Natural gas will travel down a new 670 km pipeline from Dawson Creek, B.C. to the processing plant in Kitimat where the gas will be liquefied and put on tankers destined for Asian markets.
The $40 billion project got the final go ahead by investors in October and the people of the Haisla Nation couldn’t be happier.
“The opportunity that we have here is immeasurable,” said Chief Councillor Crystal Smith.
Haisla has an impact benefits agreement with LNG Canada.
Smith said she’s proud of her nation’s partnership – and the company treats her people as rightful landowners.
“We have had industry in our territory for the last 50 to 60 years. The difference with this project is that we have had a meaningful partnership within it,” she said. “That means an equal level of playing field in terms of our involvement of how this project is built, the standard in which it is built, and terms of that environmental aspect, what is suitable and what is acceptable for our Nation in terms of our cultural existence in this territory.”
The processing facility owned by LNG Canada will be built on the Haisla Traditional territory which sits just across the water from the nation’s home community of Kitamaat Village.
Smith said she wants this project to bring her people back home. Only 700 of 1,800 members live on reserve.
“This project provides a real opportunity to building capacity, providing programs that heal from past traumas and a bright future that is provided right in our backyard when it comes to education and employment opportunities,” she said.
Smith was born and raised in Kitamaat Village.
Much of her support for the project is fuelled by personal experience.
“In 2013 my common law of 16 years committed suicide,” she said. “Lack of resources, lack of awareness, education, a lack of everything for assistance with mental health issues. Lack of resources for alcohol and drug addiction.
“It motivates me to do my job so no other family in my community has to go through and endure what I have gone through, my children have gone through.”
Edmund Grant is also from Kitamaat Village.
He has a job doing site prep for the project and said he’s thankful his leadership signed on.
“I am very happy I got a job. It’s good hours, good pay,” he said.
“It’s not just the project itself that brings in work. Once we get a project this big coming to town it brings in more businesses.”
During construction, the project is expected to employ as many as 10,000 people – with 950 full time jobs.
Susannah Pierce, a spokesperson for LNG Canada said the company hopes to help provide a new future for First Nations.
“It’s not just a construction opportunity, but is an opportunity for a lifetime,” she said. “And that is how we are trying to create this company because we are going to be here for 40 years.”
The pipeline and facility have signed agreements with all elected First Nation communities along the route.
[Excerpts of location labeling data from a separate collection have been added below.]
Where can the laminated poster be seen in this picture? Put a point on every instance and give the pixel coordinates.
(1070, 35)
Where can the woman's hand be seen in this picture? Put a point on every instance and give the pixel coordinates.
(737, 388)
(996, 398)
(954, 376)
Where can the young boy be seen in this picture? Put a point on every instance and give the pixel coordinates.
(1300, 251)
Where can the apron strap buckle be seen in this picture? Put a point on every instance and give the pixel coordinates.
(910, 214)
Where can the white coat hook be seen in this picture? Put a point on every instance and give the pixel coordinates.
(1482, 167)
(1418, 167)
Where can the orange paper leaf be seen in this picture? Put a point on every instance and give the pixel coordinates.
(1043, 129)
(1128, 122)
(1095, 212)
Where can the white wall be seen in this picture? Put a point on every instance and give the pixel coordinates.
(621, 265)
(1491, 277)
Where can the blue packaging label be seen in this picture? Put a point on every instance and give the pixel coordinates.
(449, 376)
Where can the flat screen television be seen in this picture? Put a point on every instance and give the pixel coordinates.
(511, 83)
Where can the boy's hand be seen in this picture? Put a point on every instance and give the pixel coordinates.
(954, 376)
But that doesn’t mean everyone feels this partnership with a big gas company is a good idea – some people have criticized their leaders for selling out.
“Am I a sell out for wanting a better life for my people? To say that we would sell our environment short for a dollar sign is completely untrue,” said Smith. “I value this, I value our territory, I value our land.
“Most importantly I value this water, this is our dinner plate, this environment is my culture, this environment is Haisla.
The project is expected to be up and running by 2025.